My rabbit-chasing escapades finally got me into real trouble. Mike and I were almost home after an hour’s walk and ball-chasing, but I convinced Mike to take the ball out of his pocket for one more throw near our Adopt-an-Area. Mike wanted to get home and watch the end of the Mariners game. I wanted to fetch. I won. The Mariners, alas, did not.
But Mike never saw the game, even when it went into extra innings. Because when he threw the ball, I chased it at full speed down the gravel path – until I saw a black bunny out of the corner of my eye. It scooted up the wooded hill to my right. I veered and was gone.
In seconds, I was up the hill, into the thickest thicket in the park, chasing rabbits of many colors in a labyrinth of blackberry vines as hard and wide as silver dollars. Mike sighed, knowing he was in for a long haul.
His cellphone had enough juice for about two calls. After about 45 minutes, he dialed Heather at her office and headed home for loppers and gloves. He was not happy, and I could have cared less. I was hunting.
After he came back, there were a couple of times that Mike could see me, but there was no way he was getting close to me without chain saws and machetes. I had a blast until my harness got caught on a blackberry spike, and then I had to wiggle my way out of it and leave it behind. That must have happened while Mike got his tools, because I did yelp a few times and made some racket while I was squirming. When he came back, though, I was stealth. I really didn’t reveal my whereabouts until Heather showed up. I heard her immediately, and I did not like her tone of voice. She was fuming. Strangely, not at Mike, but at me! (Maybe she was saving Mike for later, when I wasn’t around.)
By the way she was ordering me and Mike around, I knew I was in trouble. So I whimpered a couple of times, and she was finally on me, directing Mike on where to lop next to give her an opening and some leverage so she could grab me. I felt like I was in a hostage rescue on The Unit (I watch a lot of reruns with Heather).

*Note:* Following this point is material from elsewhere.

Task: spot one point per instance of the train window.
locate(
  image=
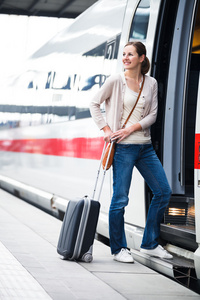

Because I had no leash or harness anymore, and we were still in Rabbit Central, Heather carried me all the way down to the parking lot. She was quiet in the car, and that’s why I really didn’t comprehend how much trouble I was in until we got home, and this not talking to me or looking at me continued. She must have made Mike do it, too, because it’s not something he would have done on his own. Mike silently gave me dinner (thank god!) and then sent me to the bedroom while they ate. When I whimpered, they ignored me.
When I got sent to bed without a biscuit, I realized the severity of my crime.
For the next few days, there was no rabbit chasing. There was no ball chasing. There was a lot of “Chloë, walk with me.” There was a whole lot of command tone thrown around. (Poor Mike, he’s just not very good at it. Ms. Grim, on the other hand, is a pro.)
After a few days, however, things started to loosen up a little. I got a brand-new harness and leash, both newer, sportier versions of what I had. Mike and I have had a few fetch sessions in carefully designated, bunny-free areas. We’ve even done a few short dropped-leash segments. But whenever we pass remotely close to a thicket, my leash was on and shortened. Until the other day, when he was trying to get me to play with this other dachshund named Beamer, who I’ve met several times. When Mike dropped my leash, I briefly pretended to be running around with Beamer and then made a beeline across the parking lot and into my favorite maze.
Frankly, I didn’t think Mike could run that fast anymore, with that leg pain he’s been suffering. I think it was the shock of seeing him streak across the parking lot, and not his command tone (“Chloë, No!” that actually made me stop right on the fringe of the blackberry thicket. Mike, for once, could breathe a sigh of relief.
So have I learned any lesson? Heather thinks I’m smart enough to be trained to obey, always. Mike thinks I’m smart enough to act like a dachshund.
Sure, I’ll pay attention to Mike – for a while. Until one day when he’s listening to a Mariners game on the radio, and he takes his eyes off me for a few seconds. And then I’m gone, on the road again.
What can I say? There are bunnies and squirrels and birds out there, and it’s spring. What do you expect, Rin Tin Tin?